Jill nodded, unable to trust herself to speak, yet. He started to say something, and then paused. He reached out, instead, and patted her on the shoulder.

She looked up at him.

"Do you want something to drink? Tea? Coffee? Whisky? Actually, I don't know if we have any whisky, but we may have some rum tucked away somewhere--"

"It's all right," she said, waving his offers away. "I'm okay."

He studied her face. "No you're not."

"No, I'm not," she admitted. "But I'm not ready to talk about it, yet. How did the meeting go?"

"We haven't had it yet," Keller replied. "It's been rescheduled. Indigo Bunting is still talking to Ellis, believe it or not. He says we'll get caught up tomorrow morning."

Jill nodded, rubbing her arms. She felt very cold, and very tired. Keller looked as though he was about to say something again, but then he stopped, dropping his gaze.

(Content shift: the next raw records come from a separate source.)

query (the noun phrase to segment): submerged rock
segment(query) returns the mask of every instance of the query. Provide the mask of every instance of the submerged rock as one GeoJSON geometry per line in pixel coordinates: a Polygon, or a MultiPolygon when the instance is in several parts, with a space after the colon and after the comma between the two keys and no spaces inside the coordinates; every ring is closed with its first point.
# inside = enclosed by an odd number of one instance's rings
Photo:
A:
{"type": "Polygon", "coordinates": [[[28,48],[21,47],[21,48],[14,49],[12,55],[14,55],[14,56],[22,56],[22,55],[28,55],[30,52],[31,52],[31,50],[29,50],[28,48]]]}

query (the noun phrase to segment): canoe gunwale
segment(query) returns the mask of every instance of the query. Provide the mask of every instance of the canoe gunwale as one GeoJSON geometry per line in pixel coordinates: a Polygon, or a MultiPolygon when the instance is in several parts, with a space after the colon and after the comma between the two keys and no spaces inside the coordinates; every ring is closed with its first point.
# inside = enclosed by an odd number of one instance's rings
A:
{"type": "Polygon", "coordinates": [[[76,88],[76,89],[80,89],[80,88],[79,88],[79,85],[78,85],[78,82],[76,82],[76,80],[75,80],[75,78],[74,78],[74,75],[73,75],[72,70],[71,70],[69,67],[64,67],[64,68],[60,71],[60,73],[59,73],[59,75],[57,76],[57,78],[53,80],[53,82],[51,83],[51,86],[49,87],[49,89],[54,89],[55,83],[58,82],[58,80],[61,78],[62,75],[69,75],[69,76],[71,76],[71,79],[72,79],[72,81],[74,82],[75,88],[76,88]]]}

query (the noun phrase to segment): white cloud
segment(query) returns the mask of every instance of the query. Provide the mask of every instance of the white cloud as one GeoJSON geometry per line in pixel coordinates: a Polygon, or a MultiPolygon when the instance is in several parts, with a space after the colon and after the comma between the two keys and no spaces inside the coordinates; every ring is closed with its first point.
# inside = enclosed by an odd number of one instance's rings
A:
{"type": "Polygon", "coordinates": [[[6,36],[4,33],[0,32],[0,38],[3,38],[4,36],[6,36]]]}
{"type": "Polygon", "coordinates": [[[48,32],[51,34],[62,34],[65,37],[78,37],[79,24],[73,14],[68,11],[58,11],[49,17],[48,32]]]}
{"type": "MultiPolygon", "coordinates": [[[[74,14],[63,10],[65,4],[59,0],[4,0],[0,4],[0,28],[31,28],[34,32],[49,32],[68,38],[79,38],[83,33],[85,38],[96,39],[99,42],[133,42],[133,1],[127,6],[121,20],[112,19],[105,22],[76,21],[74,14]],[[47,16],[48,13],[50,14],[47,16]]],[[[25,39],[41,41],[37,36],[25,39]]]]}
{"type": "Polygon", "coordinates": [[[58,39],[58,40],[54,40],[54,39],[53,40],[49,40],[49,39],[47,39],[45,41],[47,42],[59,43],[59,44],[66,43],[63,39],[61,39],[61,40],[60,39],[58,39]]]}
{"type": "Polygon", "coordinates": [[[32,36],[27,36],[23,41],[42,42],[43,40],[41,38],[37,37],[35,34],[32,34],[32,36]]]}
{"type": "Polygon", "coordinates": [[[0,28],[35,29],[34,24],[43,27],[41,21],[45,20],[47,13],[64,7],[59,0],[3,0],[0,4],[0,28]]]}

"I think we all need some sleep," Larkspur said, suddenly. "Come on, Jill, I'll help you get settled in. Goodnight, Keller."

"'Night," he replied, before reaching out to touch Jill's good shoulder again, very gently. Then he disappeared off into the kitchen.

Jill sighed, smiling slightly for a brief moment, lost in reflection, before she followed Larkspur and headed upstairs.


First One glared down, at the crouching, snivelling, useless example of an underling. What were they good for? Only grunt work. Only slave labour. No better than humans.

"I--" the underling began, his voice cracking, "I am sorry, First One, but it was--" He was about to say out of my control until he realised what a useless thing that was to say. First One was not interested in excuses, in blame. First One only wanted results.

The second-in-command stood, heaving a great sigh. "Lowerform, you have vastly disappointed me, today. I expected the human under our control. You did not deliver."

The underling did not respond, did not lift his head, did not avert his eyes from the carpet. He knew he was about to die; he only wished that his corpse would not remain behind, like a human's.

"However," First One continued, looking at his nails, "you are the leader of my legion, and I really can't be bothered to train a replacement. So I will let you live for the time being."

The underling fought the urge to start kissing First One's boots. "Thank you, sir."

"Yes, well. Don't think you're irreplaceable. You are dismissed." First One waved his hand, and the underling scuttled out from the room, making sure not to make eye contact or raise his head in any way. First One sighed, again, and sat down.

Things were not going as he planned. They never did, did they? And of course, He was only interested in results. It didn't matter to Him that First One was hardly to blame. No, it didn't matter at all.

"Oh well," he said to himself, out-loud, "tomorrow's another day."